A cheap and effective treatment is a homemade recipe that many people use with great success.
You will need a jug, cooking oil, washing up liquid, water and a spray bottle.
250 ml of cooking oil and 250ml of water with 2 table spoons of washing up liquid mixed together in spray bottle then, when chickens are out of the coop spray surfaces, corners, wood joins nooks and crannies. People get best results repeating daily or at least every 2-3 days until they all die and it ends the life cylce. Then keep up weekly as a preventative.

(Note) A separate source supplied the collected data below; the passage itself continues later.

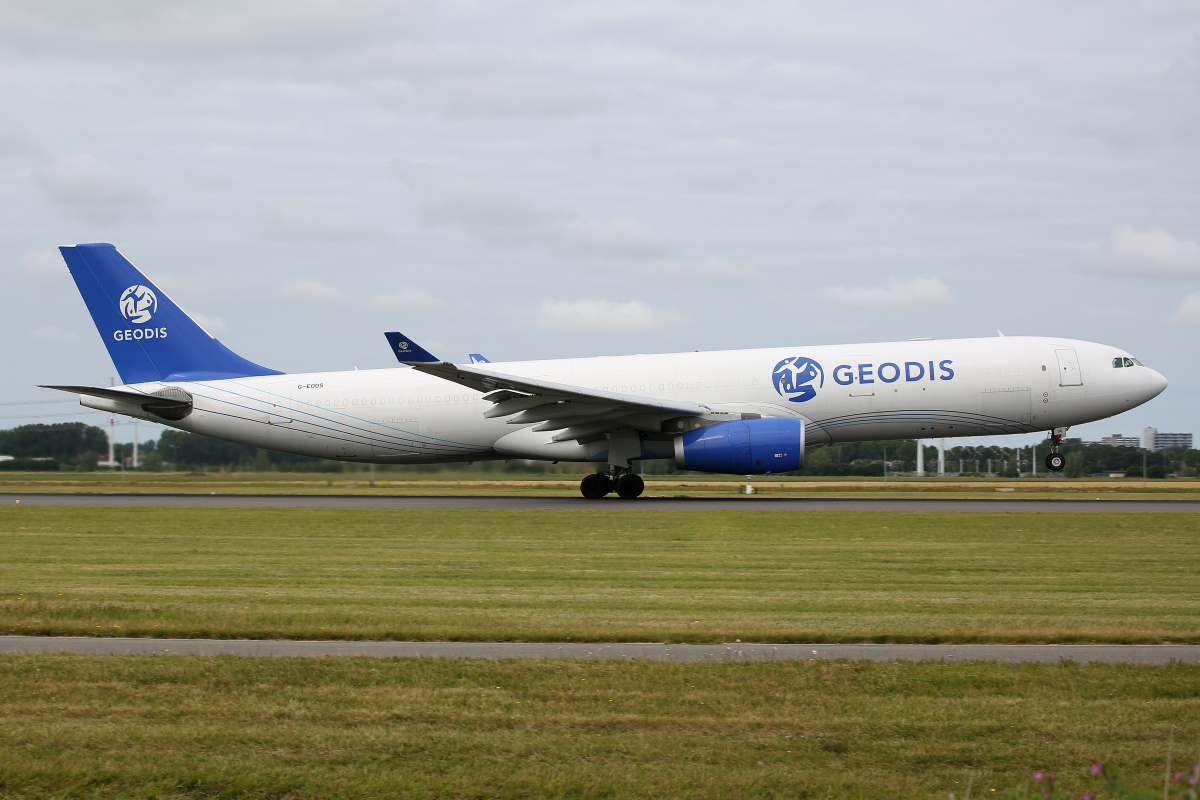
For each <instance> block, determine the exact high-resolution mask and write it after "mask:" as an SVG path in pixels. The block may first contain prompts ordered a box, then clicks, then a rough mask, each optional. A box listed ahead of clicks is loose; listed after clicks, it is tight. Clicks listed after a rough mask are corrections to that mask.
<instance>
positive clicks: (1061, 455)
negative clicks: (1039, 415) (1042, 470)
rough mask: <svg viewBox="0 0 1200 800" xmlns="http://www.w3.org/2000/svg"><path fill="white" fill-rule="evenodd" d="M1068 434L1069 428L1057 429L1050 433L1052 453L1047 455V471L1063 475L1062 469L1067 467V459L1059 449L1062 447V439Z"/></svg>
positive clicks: (1046, 462) (1050, 451)
mask: <svg viewBox="0 0 1200 800" xmlns="http://www.w3.org/2000/svg"><path fill="white" fill-rule="evenodd" d="M1066 433H1067V428H1055V429H1054V431H1051V432H1050V452H1049V453H1046V462H1045V463H1046V469H1049V470H1050V471H1051V473H1061V471H1062V468H1063V467H1066V465H1067V459H1066V458H1064V457H1063V455H1062V453H1061V452H1058V447H1060V446H1061V445H1062V437H1063V435H1064V434H1066Z"/></svg>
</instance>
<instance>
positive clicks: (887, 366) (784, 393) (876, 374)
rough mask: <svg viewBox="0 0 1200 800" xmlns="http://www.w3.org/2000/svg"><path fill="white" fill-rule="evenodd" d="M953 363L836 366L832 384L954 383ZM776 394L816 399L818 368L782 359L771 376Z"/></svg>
mask: <svg viewBox="0 0 1200 800" xmlns="http://www.w3.org/2000/svg"><path fill="white" fill-rule="evenodd" d="M953 363H954V360H953V359H943V360H941V361H901V362H896V361H884V362H882V363H875V362H870V363H839V365H838V366H836V367H834V368H833V381H834V383H835V384H838V385H839V386H850V385H851V384H860V385H869V384H874V383H881V384H894V383H896V381H902V383H907V384H912V383H917V381H920V380H953V379H954V368H953V367H952V365H953ZM770 378H772V381H773V383H774V384H775V391H776V392H779V393H780V395H782V396H784V397H786V398H787V399H790V401H791V402H793V403H804V402H808V401H810V399H812V398H814V397H816V396H817V389H820V387H821V386H823V385H824V371H823V369H822V368H821V365H820V363H817V362H816V361H814V360H812V359H808V357H805V356H803V355H797V356H792V357H790V359H784V360H782V361H780V362H779V363H776V365H775V368H774V369H773V371H772V374H770Z"/></svg>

Other products to look up are
Androlis predator mites – These are natural and environmentally friendly. Red mites and their eggs become the androlis mites food source they will kill all stages in the cycle of your mite infestations (they also feed on northern fowl mite) Predator mites are not harmful to you or your hens – Available from www.dragonfli.co.uk and now from www.chickenvet.co.uk
Dergall – is also another non toxic product, its effective against red mite, northern fowl mite and scaly leg mite too. Its concentrated liquid which needs making up fresh for each use and treatment repeated 5-7 days when infestation is present and every 4 weeks during the hotter months as a preventative..The Dergall solution works to immobilise the mites and can reduce the population within 72 hours. – available from www.chickenvet.co.uk
Red stop solution – this is available online and goes into your flocks water, it makes the blood attractive and indigestible to the mites they will die off from starvation. Its a natural product made from plants and herbs, approved for organic farming and no egg withdrawal. Dose rate 1ml per 1 litre of drinking water.
There are lots of products available to buy offline or from feed stores ie Smite red mite products,Nettex and Diatom powder etc
If the infestation is out of hand you can seek advice from your vet for ivermectin drops. They are not licensed for food producing animals with that there is no official information on eggs withdrawal period.
If you have had an infestation you can look at Agrivite Poultry Mite Rescue Remedy. This is a supplement to support your flock and aid recovery from a red mite attack containing a wide selection of vitamins and minerals..
Here is an informative video from Surrey Poultry Vets – https://www.surreypoultryvet.co.uk/post/reducing-red-mites-hens-hints-webinar
This information is not intended to replace veterinary help, but to offer general advice from our experience. Its not possible online to take into account individual circumstances. If you are concerned about the health/welfare of your flock or individual hen please seek further advice and assistance from your vet.